Primero me llamó la atención el eslogan que habían escogido y que habían colgado en una pancarta: «abrazos por la paz gratuitos».
Nada más verlo me sorprendió y la primera idea que me vino a la cabeza es si realmente había abrazos, al menos abrazos sinceros, que se pudieran comprar. ¡Y aún más si se deseaba que fueran por la paz! El hecho de que hubieran querido remarcar que eran gratuitos me parecía realmente contrapuesto a la idea de compra. Me parecía un eslogan un poco redundante, teniendo en cuenta que el afecto sincero, el amor no se puede comprar, no es mercancía que se encuentre en ninguna especie de mercado. El amor sólo lo podemos ofrecer gratuitamente desde nuestra libertad. Ésta es la única posibilidad de que cualquier gesto de afecto, por pequeño que sea, sea auténtico y real, y manifieste lo que sentimos.
¡Está claro que un abrazo de un desconocido no será una muestra de profundo amor! Porque el amor se va construyendo con el tiempo, con avances y retrocesos, con aciertos y desaciertos y, por encima de todo, con una apertura y una aceptación del otro tal como es.
Pero volviendo a la iniciativa de los jóvenes de la asociación, algunos de ellos se aproximaban a las personas con verdadero entusiasmo, otros lo hacían con más timidez. Al mismo tiempo, también me hizo pensar la reacción de los peatones, que se sentían sorprendido por el ánimo de los jóvenes.
Algunos de ellos, con una sonrisa divertida, acogían el gesto de amistad, pero otros, un poco más desconfiados, lo rechazaban, dejando al aire el intento de un abrazo fraterno.
¡La escena no dejaba de sugerirme reflexiones! Y en seguida me hizo pensar en el punto III de la Carta de la Paz, dirigida a la ONU: «Eliminados estos resentimientos absurdos, ¿por qué no ser amigos y así, poder trabajar juntos para construir globalmente un mundo más solidario y más gratificante para nuestros hijos y para nosotros mismos?»
¿Por qué no ser amigos y acoger un abrazo fraterno aunque sea de un desconocido? ¿Qué motivo puedo tener para no abrirme a una nueva amistad? ¿Qué les movía a no aceptar este gesto? Quizás sólo era la prisa, o la necesidad de llegar al lugar donde íbamos, sin ser interrumpidos. Quizás no querían dejar los propios proyectos ni tan sólo durante unos segundos, aunque sólo fuera por no frustrar la iniciativa de unos jóvenes. ¿De qué tenemos miedo? Realmente, ¿está justificada la desconfianza?

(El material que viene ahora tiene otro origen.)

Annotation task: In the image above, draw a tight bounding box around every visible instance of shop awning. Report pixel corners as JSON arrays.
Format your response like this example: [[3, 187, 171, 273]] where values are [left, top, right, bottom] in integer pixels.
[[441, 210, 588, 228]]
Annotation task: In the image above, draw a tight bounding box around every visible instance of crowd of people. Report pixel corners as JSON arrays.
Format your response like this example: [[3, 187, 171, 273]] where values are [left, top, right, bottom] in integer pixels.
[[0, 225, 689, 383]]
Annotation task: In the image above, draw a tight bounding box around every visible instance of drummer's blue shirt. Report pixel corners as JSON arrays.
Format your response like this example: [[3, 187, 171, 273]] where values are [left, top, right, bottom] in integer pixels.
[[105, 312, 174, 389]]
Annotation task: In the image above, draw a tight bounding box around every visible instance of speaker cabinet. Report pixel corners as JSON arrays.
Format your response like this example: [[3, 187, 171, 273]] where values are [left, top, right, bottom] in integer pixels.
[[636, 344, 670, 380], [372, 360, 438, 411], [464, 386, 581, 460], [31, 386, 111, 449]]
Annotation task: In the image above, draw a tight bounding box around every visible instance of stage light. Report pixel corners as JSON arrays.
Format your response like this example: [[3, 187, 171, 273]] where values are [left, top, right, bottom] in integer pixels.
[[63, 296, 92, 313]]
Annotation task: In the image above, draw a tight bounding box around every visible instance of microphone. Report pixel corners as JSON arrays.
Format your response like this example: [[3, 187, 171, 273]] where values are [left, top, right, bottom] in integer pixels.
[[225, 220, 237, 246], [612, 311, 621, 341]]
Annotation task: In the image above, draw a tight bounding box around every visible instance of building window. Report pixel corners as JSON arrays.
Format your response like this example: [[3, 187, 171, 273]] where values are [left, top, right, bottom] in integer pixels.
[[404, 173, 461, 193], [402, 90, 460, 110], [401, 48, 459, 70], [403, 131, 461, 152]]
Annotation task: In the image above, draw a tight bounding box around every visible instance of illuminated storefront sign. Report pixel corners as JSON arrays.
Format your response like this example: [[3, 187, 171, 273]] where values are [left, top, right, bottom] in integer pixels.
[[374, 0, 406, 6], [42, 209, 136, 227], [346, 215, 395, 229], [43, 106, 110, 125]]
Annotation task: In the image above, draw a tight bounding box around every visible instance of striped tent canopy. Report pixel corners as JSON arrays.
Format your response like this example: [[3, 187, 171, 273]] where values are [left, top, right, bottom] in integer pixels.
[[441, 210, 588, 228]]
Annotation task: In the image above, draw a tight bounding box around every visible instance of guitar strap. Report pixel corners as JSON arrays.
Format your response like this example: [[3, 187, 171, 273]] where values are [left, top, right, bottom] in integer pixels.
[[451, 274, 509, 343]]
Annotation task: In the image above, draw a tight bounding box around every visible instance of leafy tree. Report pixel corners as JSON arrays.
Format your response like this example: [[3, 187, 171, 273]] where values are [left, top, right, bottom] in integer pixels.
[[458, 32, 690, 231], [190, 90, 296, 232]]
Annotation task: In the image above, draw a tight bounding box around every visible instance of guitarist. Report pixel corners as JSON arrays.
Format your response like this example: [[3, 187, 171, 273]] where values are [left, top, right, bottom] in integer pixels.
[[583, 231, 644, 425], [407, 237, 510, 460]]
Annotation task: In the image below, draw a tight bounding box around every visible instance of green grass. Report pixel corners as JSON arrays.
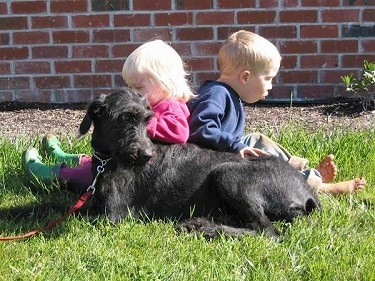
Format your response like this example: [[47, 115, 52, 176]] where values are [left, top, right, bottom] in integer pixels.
[[1, 127, 375, 281]]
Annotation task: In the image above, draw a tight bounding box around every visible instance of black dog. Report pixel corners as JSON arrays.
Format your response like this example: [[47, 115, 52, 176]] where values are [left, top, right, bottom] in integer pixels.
[[79, 89, 321, 238]]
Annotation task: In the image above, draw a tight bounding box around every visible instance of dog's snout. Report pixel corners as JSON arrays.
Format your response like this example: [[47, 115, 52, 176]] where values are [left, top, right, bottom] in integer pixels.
[[136, 148, 153, 164]]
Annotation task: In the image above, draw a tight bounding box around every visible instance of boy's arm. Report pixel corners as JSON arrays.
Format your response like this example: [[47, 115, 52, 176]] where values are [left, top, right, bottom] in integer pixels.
[[147, 100, 190, 144]]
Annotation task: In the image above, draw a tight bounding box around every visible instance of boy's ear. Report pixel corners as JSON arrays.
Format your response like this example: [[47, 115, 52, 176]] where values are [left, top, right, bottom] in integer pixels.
[[240, 70, 251, 84]]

A veces parece que nos hayamos instalado en una lógica de la desconfianza, en una cultura del recelo. A menudo los medios de comunicación nos lo recuerdan. En nuestro imaginario social a veces nos hemos ido construyendo una hipotética imagen del otro, del desconocido, como aquél de quien nos hemos de proteger y desconfiar.
Pero cuando tengo ante mí la persona concreta, el nuevo vecino que acaba de llegar a la escalera del edificio donde vivo, aquel señor que cada tarde está sentado en el banco del parque, o incluso aquel joven que se me acerca ofreciéndome un abrazo gratuito por la paz y me pregunto «¿por qué no ser amigos?» fuera de los estereotipos de mi imaginario, no encuentro ninguna razón real y concreta para no abrirme a esta persona, eso sí, con la debida prudencia y sin ingenuidad, y consciente que toda relación se construye con el tiempo. Pero lo que es cierto es que sin una apertura al otro no hay posibilidad de encuentro.